Als ich anmerke, daß dieses Thema ungeheuer nerven muß, erwidert Goodridge trocken: „Life could be worse…” Sehr guter Punkt! Die Bush-Hasser erhielten vor kurzer Zeit unerwartet Schützenhilfe von einem weiteren prominenten Seattle-Einwohner. Dave Grohl präsentierte auf einem Konzert in England stolz ein ‘BU-T-Shirt, das also ein Logo der Band zierte, in dem das S durch ein Dollarzeichen ersetzt war. „Wir waren deswegen ziemlich angepißt”, erklärt Robin. „Das haben wir ihm bei nächster Gelegenheit auch gesagt. Er ist ziemlich neidisch auf unseren Erfolg. Kein Wunder, schließlich war er in einer sehr erfolgreichen Band, die es jetzt nicht mehr gibt. Seine eigene Band wird es nie so weit bringen wie Nirvana, was ihn wohl anstreßt. Als wir ihn auf diese Sache ansprachen, schien es ihm aber ziemlich unangenehm zu sein.” Die Reaktion der Band, sich dann selbst beim nächsten Konzert eben diese T-Shirts anzuziehen, ist natürlich ein relativ guter Schachzug gewesen. Die lieben Kollegen und ihre kleinen Spielchen… Doch auch aus den Reihen der eigenen Fans gab es Unangenehmes zu berichten. Frontmann Gavin Rossdale machte Bekanntschaft mit einer Flasche, die bei einem Konzert aus den vorderen Reihen direkt auf seine Nase geschleudert wurde. Immerhin konnte er noch einen weiteren Song singen, bevor der Kolben zugeschwollen war und sich seine Stimme schließlich wie die von Donald Duck anhörte. „Auf einem Festival kann man derartiges erwarten, weil dort immer die Möglichkeit besteht, daß Leute anwesend sind, die keinen Bock auf uns haben. Aber dieser Typ hat für unser Konzert zwanzig Dollar bezahlt und baut dann so einen Scheiß. Manchmal denke ich, die Leute machen so etwas, um einen Einfluß auf dein Leben zu nehmen, um eine persönliche Verbindung zu den Leuten auf der Bühne herzustellen. Daß so eine Art und Weise natürlich lächerlich ist, darüber brauchen wir nicht reden.” So gesehen also ein Kommunikationskrüppel auf der Suche nach ein wenig Aufmerksamkeit, in Wirklichkeit wahrscheinlich Dave Grohl in geheimer Mission…? Aber genug davon.
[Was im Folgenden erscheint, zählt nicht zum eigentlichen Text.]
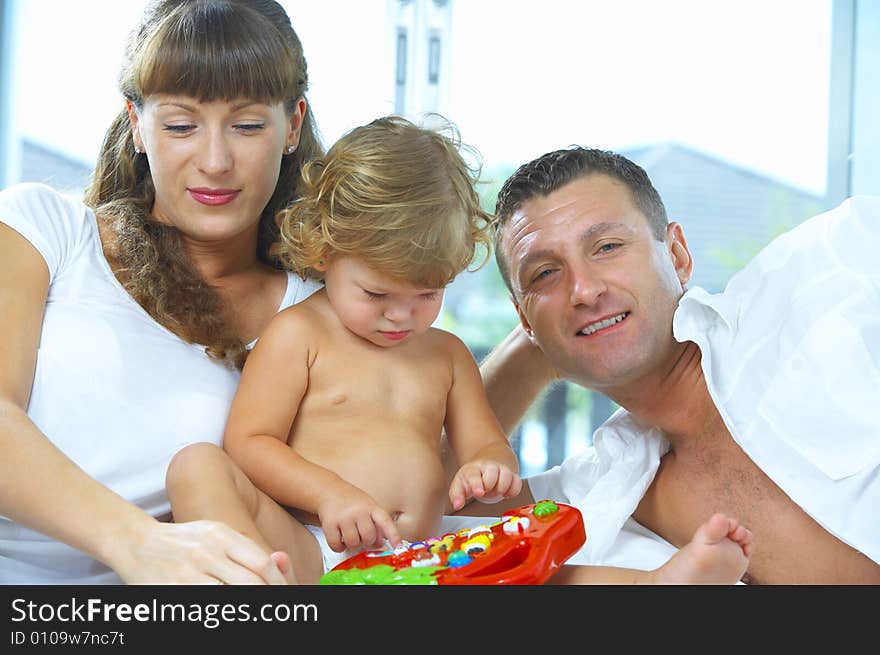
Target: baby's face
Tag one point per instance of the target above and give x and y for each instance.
(384, 311)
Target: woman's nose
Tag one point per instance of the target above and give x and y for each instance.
(216, 155)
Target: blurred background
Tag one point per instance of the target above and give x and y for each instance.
(749, 116)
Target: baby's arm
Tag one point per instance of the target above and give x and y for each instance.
(273, 383)
(489, 469)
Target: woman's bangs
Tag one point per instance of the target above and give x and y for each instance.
(217, 60)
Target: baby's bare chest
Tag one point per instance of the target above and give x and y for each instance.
(379, 386)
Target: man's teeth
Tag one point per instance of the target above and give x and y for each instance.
(608, 322)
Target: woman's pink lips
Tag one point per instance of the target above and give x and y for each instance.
(394, 336)
(214, 197)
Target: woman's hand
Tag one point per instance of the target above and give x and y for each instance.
(196, 552)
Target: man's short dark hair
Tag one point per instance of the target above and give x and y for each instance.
(549, 172)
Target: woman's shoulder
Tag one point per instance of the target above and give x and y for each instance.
(56, 223)
(26, 194)
(298, 289)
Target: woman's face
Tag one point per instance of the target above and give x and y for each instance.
(214, 165)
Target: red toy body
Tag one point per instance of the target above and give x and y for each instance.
(524, 547)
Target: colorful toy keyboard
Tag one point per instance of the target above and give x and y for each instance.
(524, 547)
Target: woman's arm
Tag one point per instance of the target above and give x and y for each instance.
(43, 489)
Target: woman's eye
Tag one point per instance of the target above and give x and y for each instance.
(250, 127)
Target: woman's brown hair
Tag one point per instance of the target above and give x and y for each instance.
(209, 50)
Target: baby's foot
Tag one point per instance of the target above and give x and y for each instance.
(718, 554)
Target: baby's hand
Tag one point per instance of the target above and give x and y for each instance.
(351, 518)
(485, 480)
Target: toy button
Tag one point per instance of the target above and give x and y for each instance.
(545, 508)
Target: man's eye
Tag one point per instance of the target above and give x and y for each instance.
(608, 247)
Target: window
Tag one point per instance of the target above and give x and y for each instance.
(434, 59)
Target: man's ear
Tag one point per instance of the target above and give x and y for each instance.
(135, 121)
(679, 252)
(527, 327)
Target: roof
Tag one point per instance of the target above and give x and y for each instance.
(727, 212)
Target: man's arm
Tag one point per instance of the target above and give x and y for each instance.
(514, 374)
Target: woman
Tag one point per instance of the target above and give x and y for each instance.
(124, 320)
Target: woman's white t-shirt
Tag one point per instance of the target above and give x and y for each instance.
(114, 390)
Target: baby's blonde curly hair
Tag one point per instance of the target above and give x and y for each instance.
(397, 196)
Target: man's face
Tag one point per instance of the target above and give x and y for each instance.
(592, 286)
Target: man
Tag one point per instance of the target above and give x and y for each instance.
(762, 402)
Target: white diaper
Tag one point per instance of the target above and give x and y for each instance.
(330, 557)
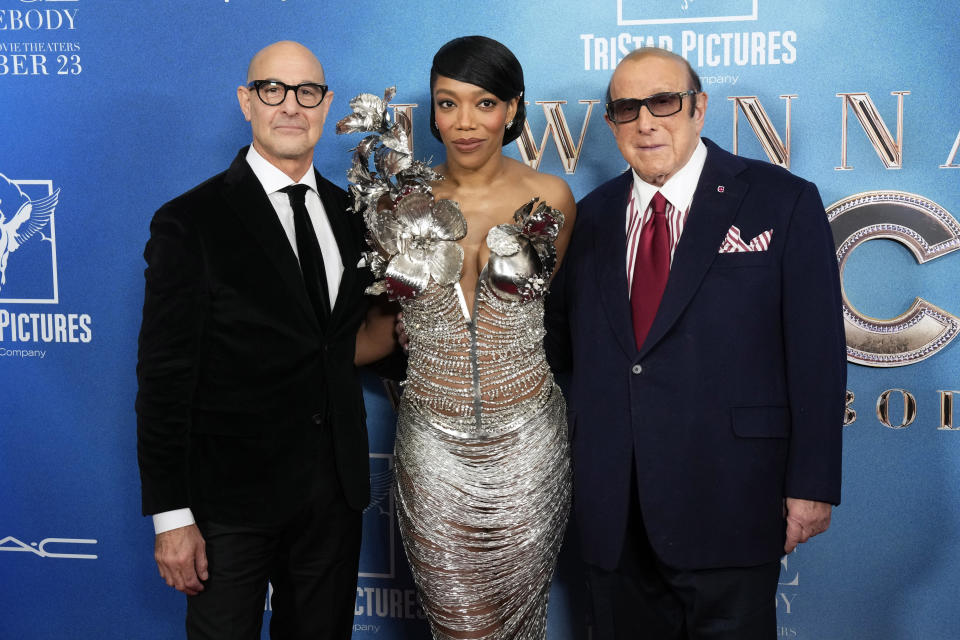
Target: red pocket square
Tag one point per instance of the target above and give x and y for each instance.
(734, 244)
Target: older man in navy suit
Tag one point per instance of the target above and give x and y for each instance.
(699, 309)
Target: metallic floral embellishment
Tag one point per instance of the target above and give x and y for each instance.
(523, 255)
(418, 237)
(413, 236)
(395, 171)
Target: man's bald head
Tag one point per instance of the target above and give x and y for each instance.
(285, 133)
(285, 49)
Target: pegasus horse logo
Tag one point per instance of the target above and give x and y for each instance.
(20, 219)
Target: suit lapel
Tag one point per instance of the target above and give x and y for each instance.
(245, 195)
(715, 204)
(610, 251)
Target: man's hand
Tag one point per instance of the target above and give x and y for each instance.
(182, 558)
(805, 519)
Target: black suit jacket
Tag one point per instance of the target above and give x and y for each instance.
(238, 381)
(735, 400)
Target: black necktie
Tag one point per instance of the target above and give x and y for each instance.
(308, 249)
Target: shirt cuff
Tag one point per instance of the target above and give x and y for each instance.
(174, 519)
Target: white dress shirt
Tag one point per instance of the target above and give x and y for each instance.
(273, 179)
(678, 191)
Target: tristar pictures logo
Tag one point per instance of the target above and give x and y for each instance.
(28, 245)
(50, 547)
(635, 12)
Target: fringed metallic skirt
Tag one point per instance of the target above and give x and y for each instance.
(482, 518)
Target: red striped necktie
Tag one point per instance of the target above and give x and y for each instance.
(650, 269)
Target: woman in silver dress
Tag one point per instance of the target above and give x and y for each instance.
(482, 460)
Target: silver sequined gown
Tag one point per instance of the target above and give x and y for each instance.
(482, 460)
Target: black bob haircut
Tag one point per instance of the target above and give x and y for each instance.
(486, 63)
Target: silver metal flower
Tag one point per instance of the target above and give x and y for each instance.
(416, 242)
(522, 255)
(394, 169)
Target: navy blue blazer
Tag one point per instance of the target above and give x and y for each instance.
(735, 400)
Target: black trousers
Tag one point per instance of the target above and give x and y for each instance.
(643, 599)
(311, 561)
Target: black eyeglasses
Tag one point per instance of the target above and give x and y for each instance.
(660, 105)
(274, 92)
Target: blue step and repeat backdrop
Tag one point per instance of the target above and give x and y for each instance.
(110, 108)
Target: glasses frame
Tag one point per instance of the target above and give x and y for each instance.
(256, 84)
(645, 102)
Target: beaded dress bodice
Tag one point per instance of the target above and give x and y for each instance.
(481, 374)
(483, 367)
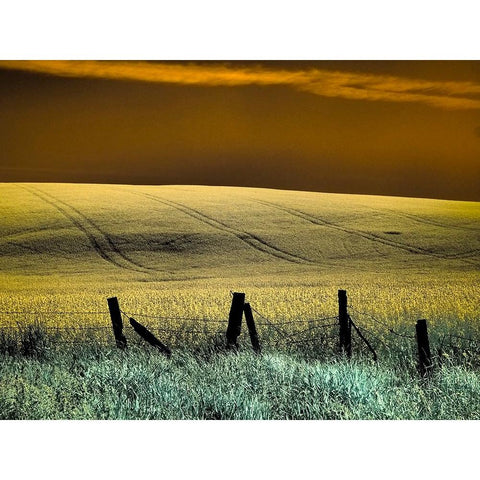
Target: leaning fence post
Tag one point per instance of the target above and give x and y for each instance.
(235, 319)
(117, 324)
(425, 358)
(251, 328)
(344, 322)
(150, 337)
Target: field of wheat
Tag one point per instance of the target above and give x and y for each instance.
(172, 255)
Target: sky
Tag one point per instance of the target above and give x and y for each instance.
(408, 128)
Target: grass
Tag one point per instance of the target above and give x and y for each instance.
(175, 252)
(92, 383)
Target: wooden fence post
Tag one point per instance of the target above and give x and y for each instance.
(251, 328)
(425, 358)
(345, 326)
(150, 337)
(235, 319)
(117, 324)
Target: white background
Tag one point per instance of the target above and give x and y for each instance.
(232, 30)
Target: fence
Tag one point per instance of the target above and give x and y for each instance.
(347, 336)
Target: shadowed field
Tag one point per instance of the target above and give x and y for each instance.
(173, 253)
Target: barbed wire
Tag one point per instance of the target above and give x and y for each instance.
(379, 322)
(54, 312)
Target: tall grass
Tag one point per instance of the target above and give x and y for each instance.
(91, 381)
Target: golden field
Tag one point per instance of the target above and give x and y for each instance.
(178, 251)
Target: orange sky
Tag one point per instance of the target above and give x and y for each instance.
(393, 128)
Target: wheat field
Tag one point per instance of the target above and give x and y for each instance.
(179, 250)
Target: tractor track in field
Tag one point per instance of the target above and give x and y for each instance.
(100, 241)
(253, 241)
(369, 236)
(426, 221)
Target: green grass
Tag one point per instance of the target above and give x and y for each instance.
(93, 383)
(177, 251)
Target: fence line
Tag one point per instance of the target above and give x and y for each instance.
(312, 329)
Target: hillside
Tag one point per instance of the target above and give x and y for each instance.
(62, 241)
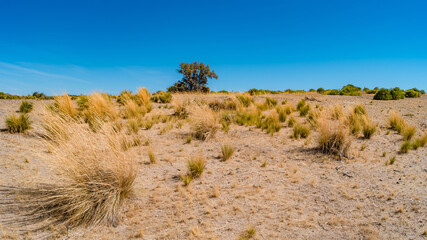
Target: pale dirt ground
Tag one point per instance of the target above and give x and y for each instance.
(298, 195)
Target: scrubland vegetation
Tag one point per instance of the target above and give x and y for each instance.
(113, 160)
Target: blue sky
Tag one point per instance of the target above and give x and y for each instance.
(84, 46)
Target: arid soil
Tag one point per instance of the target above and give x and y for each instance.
(282, 187)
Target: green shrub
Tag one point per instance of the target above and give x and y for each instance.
(227, 152)
(245, 99)
(301, 131)
(18, 124)
(25, 107)
(411, 93)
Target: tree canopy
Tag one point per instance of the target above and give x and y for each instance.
(195, 77)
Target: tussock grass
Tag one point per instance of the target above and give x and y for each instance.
(93, 178)
(333, 137)
(337, 112)
(25, 107)
(408, 132)
(420, 142)
(227, 152)
(282, 113)
(291, 121)
(65, 105)
(359, 109)
(271, 123)
(245, 99)
(396, 121)
(203, 122)
(369, 128)
(18, 123)
(301, 131)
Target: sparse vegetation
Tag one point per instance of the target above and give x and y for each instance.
(18, 124)
(25, 107)
(227, 152)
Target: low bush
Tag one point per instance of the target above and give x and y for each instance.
(227, 152)
(18, 124)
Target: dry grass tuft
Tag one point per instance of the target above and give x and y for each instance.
(301, 131)
(93, 178)
(396, 121)
(227, 152)
(65, 105)
(408, 132)
(333, 137)
(18, 124)
(369, 128)
(204, 122)
(25, 107)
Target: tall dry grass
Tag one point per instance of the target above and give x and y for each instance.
(92, 177)
(333, 136)
(65, 105)
(203, 122)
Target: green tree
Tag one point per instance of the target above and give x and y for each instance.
(195, 77)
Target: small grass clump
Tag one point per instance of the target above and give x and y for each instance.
(196, 166)
(270, 124)
(369, 128)
(406, 145)
(151, 156)
(227, 152)
(396, 121)
(18, 124)
(245, 99)
(291, 121)
(301, 131)
(25, 107)
(204, 122)
(333, 137)
(65, 105)
(419, 142)
(248, 234)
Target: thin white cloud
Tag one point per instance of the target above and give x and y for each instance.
(17, 67)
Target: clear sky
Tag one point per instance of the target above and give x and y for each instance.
(83, 46)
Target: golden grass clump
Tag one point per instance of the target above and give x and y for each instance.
(65, 105)
(133, 110)
(337, 112)
(368, 128)
(408, 132)
(333, 137)
(18, 124)
(271, 123)
(301, 131)
(93, 177)
(143, 96)
(245, 99)
(396, 121)
(204, 122)
(227, 152)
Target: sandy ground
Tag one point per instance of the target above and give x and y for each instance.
(298, 194)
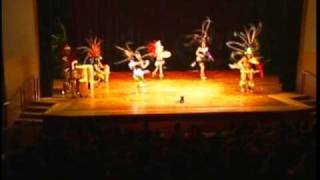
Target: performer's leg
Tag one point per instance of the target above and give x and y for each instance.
(161, 75)
(66, 81)
(107, 73)
(154, 73)
(250, 82)
(202, 71)
(242, 82)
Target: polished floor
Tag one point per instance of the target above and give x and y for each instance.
(219, 93)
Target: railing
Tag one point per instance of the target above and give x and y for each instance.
(29, 91)
(304, 75)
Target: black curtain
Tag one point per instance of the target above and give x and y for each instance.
(141, 21)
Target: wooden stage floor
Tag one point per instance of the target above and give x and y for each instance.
(218, 94)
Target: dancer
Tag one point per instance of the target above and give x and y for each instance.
(246, 57)
(93, 56)
(202, 53)
(156, 51)
(70, 74)
(136, 62)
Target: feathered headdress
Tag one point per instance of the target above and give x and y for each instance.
(200, 35)
(247, 45)
(93, 50)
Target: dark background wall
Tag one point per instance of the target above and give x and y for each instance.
(141, 21)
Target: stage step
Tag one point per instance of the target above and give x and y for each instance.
(28, 120)
(42, 103)
(31, 115)
(34, 108)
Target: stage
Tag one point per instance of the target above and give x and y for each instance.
(218, 94)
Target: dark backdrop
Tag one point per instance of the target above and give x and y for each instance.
(140, 21)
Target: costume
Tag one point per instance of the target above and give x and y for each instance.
(202, 39)
(157, 52)
(70, 74)
(246, 57)
(93, 56)
(136, 62)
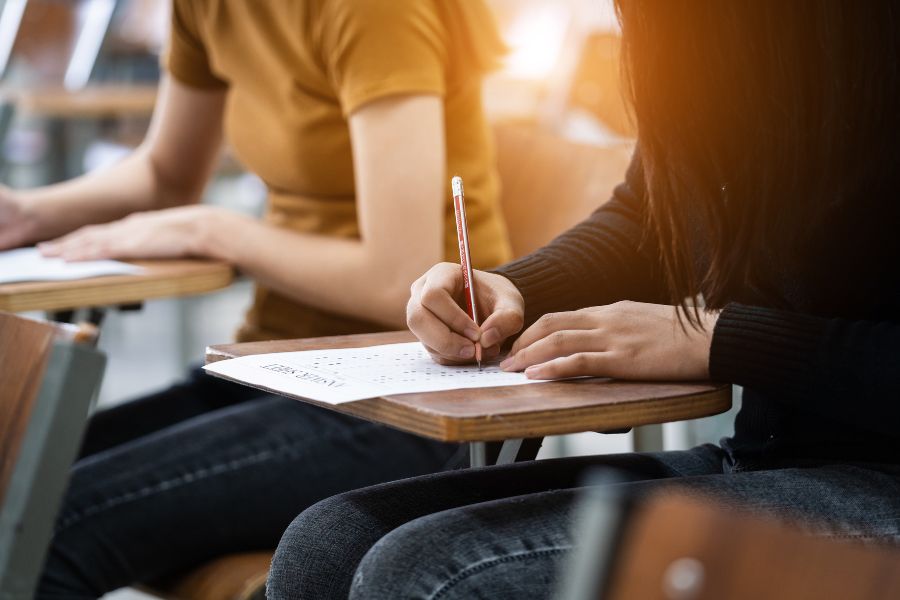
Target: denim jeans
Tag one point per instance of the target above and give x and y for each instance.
(207, 468)
(502, 532)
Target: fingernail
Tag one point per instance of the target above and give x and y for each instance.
(490, 337)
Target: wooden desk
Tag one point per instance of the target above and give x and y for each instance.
(161, 279)
(510, 413)
(99, 101)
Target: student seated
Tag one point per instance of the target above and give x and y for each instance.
(354, 113)
(765, 179)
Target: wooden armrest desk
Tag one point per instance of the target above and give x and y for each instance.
(509, 413)
(160, 279)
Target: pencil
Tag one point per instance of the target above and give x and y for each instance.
(465, 262)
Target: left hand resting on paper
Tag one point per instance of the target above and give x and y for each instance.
(625, 340)
(169, 233)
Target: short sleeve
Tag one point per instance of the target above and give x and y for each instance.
(378, 48)
(185, 55)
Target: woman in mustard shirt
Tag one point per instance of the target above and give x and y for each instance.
(354, 113)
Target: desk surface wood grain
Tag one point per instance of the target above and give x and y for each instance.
(510, 412)
(160, 279)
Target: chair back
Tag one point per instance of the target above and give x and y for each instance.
(49, 376)
(550, 184)
(59, 41)
(679, 547)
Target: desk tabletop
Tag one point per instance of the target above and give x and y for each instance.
(160, 279)
(510, 412)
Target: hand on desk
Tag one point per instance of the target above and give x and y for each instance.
(15, 224)
(625, 340)
(435, 316)
(169, 233)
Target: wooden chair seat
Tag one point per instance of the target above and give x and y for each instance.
(49, 376)
(537, 169)
(682, 547)
(232, 577)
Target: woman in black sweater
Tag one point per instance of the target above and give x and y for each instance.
(766, 180)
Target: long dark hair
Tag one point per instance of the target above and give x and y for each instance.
(754, 117)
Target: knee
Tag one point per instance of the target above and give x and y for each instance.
(411, 561)
(318, 552)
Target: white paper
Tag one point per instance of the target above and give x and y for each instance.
(337, 376)
(27, 264)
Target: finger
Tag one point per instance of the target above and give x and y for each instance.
(69, 243)
(435, 335)
(593, 364)
(436, 298)
(501, 324)
(555, 345)
(551, 323)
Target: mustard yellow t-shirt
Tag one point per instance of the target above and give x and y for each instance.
(294, 70)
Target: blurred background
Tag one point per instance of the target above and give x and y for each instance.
(77, 87)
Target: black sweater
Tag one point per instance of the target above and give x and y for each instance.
(820, 366)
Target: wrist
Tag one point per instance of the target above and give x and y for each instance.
(27, 217)
(214, 233)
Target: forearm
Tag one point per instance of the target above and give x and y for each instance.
(848, 370)
(338, 275)
(132, 185)
(606, 258)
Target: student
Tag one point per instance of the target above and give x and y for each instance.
(343, 108)
(766, 178)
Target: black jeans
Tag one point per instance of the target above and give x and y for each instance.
(207, 468)
(502, 533)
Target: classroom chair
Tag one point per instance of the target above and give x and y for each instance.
(675, 546)
(50, 376)
(548, 184)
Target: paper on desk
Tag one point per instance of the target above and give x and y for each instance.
(27, 264)
(337, 376)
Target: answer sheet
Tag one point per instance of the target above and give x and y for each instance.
(27, 264)
(337, 376)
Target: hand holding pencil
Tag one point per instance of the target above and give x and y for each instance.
(454, 335)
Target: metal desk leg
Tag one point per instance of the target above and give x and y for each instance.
(509, 452)
(648, 438)
(477, 454)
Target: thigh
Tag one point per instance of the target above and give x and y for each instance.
(199, 393)
(229, 480)
(320, 550)
(514, 548)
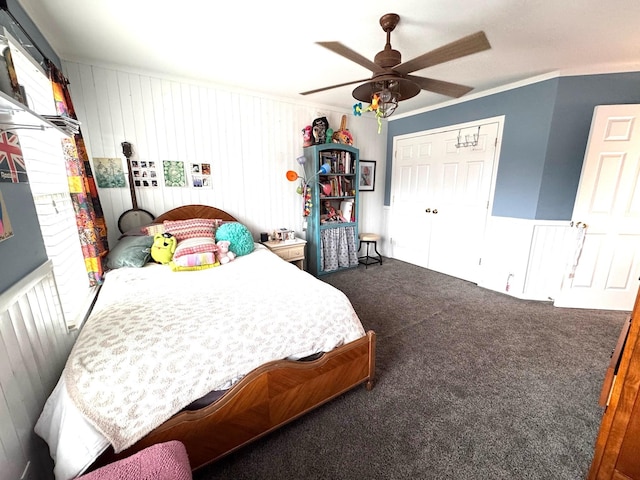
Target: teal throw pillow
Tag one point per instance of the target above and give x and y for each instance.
(239, 236)
(130, 252)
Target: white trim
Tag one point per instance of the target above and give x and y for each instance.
(26, 283)
(597, 70)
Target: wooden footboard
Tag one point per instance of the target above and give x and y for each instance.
(267, 398)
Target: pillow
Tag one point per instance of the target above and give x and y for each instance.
(178, 268)
(239, 236)
(194, 261)
(195, 227)
(153, 229)
(195, 245)
(130, 252)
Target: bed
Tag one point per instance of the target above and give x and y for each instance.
(255, 393)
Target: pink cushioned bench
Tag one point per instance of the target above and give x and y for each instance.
(163, 461)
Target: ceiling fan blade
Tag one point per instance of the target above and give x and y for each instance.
(440, 86)
(337, 47)
(333, 86)
(474, 43)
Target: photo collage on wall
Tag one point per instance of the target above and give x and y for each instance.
(111, 173)
(144, 173)
(200, 175)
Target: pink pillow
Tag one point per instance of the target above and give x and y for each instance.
(195, 245)
(195, 227)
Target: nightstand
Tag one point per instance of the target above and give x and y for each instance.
(290, 250)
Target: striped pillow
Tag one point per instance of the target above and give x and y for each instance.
(195, 245)
(195, 260)
(152, 229)
(195, 227)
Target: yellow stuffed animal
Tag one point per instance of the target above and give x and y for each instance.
(163, 248)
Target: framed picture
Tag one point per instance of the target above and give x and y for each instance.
(367, 175)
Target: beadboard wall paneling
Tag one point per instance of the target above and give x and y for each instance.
(34, 345)
(250, 141)
(525, 258)
(551, 246)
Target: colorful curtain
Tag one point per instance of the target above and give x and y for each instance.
(92, 228)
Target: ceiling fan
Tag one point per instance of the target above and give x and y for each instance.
(391, 78)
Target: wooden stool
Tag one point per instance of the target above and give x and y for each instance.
(366, 259)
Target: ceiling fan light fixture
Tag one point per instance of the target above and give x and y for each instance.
(390, 90)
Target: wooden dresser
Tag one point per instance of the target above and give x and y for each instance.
(617, 452)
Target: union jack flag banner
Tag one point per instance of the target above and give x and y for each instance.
(12, 167)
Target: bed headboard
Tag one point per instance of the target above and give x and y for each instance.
(186, 212)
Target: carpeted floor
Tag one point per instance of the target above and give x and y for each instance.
(471, 384)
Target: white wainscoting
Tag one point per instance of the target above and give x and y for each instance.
(34, 346)
(249, 140)
(525, 258)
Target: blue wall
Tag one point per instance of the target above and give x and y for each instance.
(544, 139)
(24, 252)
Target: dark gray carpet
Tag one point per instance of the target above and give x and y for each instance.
(471, 384)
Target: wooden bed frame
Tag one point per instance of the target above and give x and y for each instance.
(266, 398)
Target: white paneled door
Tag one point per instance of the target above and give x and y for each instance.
(440, 198)
(604, 264)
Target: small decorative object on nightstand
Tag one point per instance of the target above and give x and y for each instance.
(290, 250)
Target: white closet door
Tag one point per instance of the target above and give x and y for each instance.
(440, 199)
(605, 263)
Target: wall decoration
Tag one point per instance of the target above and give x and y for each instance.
(144, 173)
(200, 175)
(174, 175)
(5, 223)
(367, 175)
(109, 172)
(12, 167)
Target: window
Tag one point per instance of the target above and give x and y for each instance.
(42, 152)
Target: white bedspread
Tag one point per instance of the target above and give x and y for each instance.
(158, 340)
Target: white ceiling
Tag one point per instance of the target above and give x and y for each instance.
(269, 47)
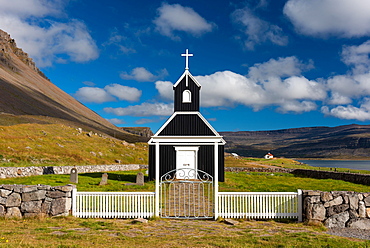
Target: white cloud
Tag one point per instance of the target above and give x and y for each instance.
(349, 112)
(349, 86)
(93, 94)
(330, 17)
(226, 88)
(56, 38)
(256, 30)
(357, 57)
(144, 109)
(165, 89)
(141, 74)
(108, 94)
(282, 67)
(297, 107)
(123, 92)
(172, 18)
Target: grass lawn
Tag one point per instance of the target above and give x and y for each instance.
(66, 232)
(241, 181)
(73, 232)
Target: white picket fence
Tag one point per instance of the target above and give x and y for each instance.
(113, 204)
(250, 205)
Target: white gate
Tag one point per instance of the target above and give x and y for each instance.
(186, 193)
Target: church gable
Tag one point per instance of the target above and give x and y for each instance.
(186, 94)
(187, 125)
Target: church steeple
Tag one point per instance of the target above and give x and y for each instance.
(187, 89)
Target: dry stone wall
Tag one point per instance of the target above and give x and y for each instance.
(25, 201)
(8, 172)
(337, 209)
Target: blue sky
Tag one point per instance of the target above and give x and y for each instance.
(262, 64)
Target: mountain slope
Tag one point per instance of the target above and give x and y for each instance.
(24, 90)
(350, 141)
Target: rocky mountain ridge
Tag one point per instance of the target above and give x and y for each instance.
(26, 91)
(349, 141)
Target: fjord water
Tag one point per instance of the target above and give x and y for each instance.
(349, 164)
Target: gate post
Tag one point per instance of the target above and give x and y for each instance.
(216, 180)
(156, 213)
(300, 205)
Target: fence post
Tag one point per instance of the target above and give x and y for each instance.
(156, 213)
(300, 205)
(216, 181)
(74, 201)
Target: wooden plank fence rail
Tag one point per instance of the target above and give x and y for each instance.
(113, 204)
(260, 205)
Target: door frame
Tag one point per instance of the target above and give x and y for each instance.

Die vertraute Runde aus Marilyn Manson-Musikern und Bush-Mitgliedern deutet darauf hin, daß die Engländer keine Probleme mit Klischees und dem Brimborium um eine Rockband haben. Lästermäuler würden anfügen, es bestehe auf eine gewisse Weise kein großer Unterschied zwischen dem aufgemotzten Image Marilyn Mansons und dem Gavin Rossdales. Wie aber denkt Robin Goodridge über Imagefragen einer Rockband und deren Anteil am Verkaufserfolg der Musik? „Musik hat sich schon immer über Image verkauft. Elvis hat sich mit seiner Tolle und seinen Anzügen ein Image verpaßt, Alice Cooper macht es immer noch. Seitdem die Seattle-Bands T-Shirts und Jeans getragen haben, um einen Gegenpol zu schaffen, ist selbst dies mit einem Image behaftet. Die Trends kommen und gehen, aber mach’ dir keine Gedanken. Wir werden wohl niemals hochhackige Schuhe und Lockenwickler tragen.” Damit ist die Musiklandschaft natürlich um eine echte Attraktion ärmer. Die stetigen Kleinkriege in der englischen Szene bleiben uns allerdings erhalten, was dann zu solchen Stilblüten führt, wie sie in unserem Blind Date der Mai-Ausgabe zu bestaunen sind. Blur kommentieren „Swallowed” mit den wenig liebreizenden Kommentaren: „Denen sollte man die Eier abschneiden!” und, wahrscheinlich als Rechtfertigung für eine derartige Aktion: „Wichser sind das.” Na, wenn das nicht gemein ist! Grund genug, einmal nachzufragen, wie denn Robin über Neid und Mißgunst in englischen Musikerkreisen denkt: „Vieles davon wird von der Presse inszeniert”, erzählt er. „Ich habe mit den Jungs von Blur gesprochen, und sie meinten, daß vieles von dem, was sie über uns gesagt haben sollen, erfunden sei. Wir haben das aus der Welt geräumt.